The late Dr. Herbert J. “Herb” Taylor did pioneering work in the fields of chromosomes and DNA.  He verified by experiment, many of the theories that Francis Crick and James Watson held with regards to DNA. Crick and Watson, along with Maurice Wilkins, won the 1962 Nobel Prize in Medicine for their discovery of the structure of DNA.

In 2006, a Cold Spring Harbor Laboratory textbook stated that Taylor “comes as close as anyone to being considered the father of the field of chromosomes.”  He published more than 100 scholarly papers in the field.

In 1960, Taylor co-founded the American Society for Cell Biology, which is still active today.  He was elected to the National Academy of Sciences in 1977, which is one of the highest honors a scientist can hold.

Taylor graduated from Southeastern in 1939 with a double major in biology and mathematics.  In 1941, he received his M.S. in botany and bacteriology from the University of Oklahoma and in 1944, received his PhD in Biology from the University of Virginia.

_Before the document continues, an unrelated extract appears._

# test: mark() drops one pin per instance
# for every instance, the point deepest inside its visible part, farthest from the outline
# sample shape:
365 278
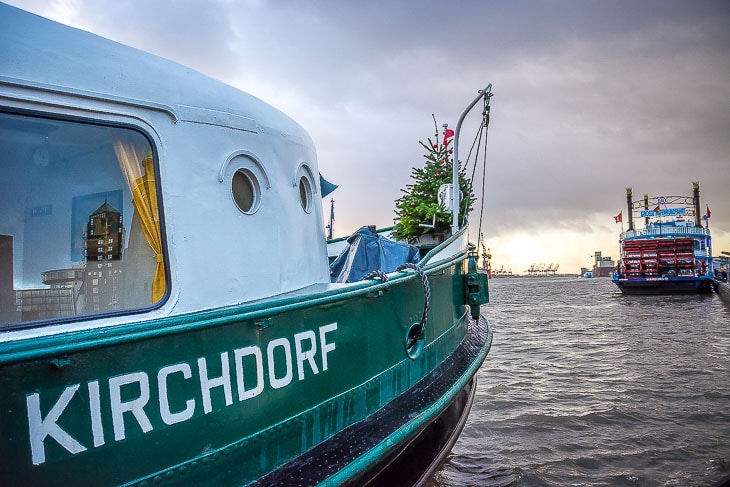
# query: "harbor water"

Taylor took time off from his studies during World War II to serve in the South Pacific as a sergeant in the Army Medical Corps.  After the war, he became an assistant professor of botany, first at the University of Oklahoma, then the University of Tennessee, and then landing in 1951 at Columbia University.  Taylor’s final stop was at Florida State University, where he was hired as an associate professor of botany and later became a full professor of cell biology.

The Corsicana, Texas, native died in 1998 at the age of 82.  In 2005, Florida State University published his biography entitled, J. Herbert Taylor: DNA Pioneer.

Other traditional homecoming events include the parade, alumni golf tournament, pre-game tailgating, and football game. Kickoff is scheduled for 2 p.m. on Saturday, October 26, at Paul Laird Field as the Southeastern Savage Storm host Henderson State.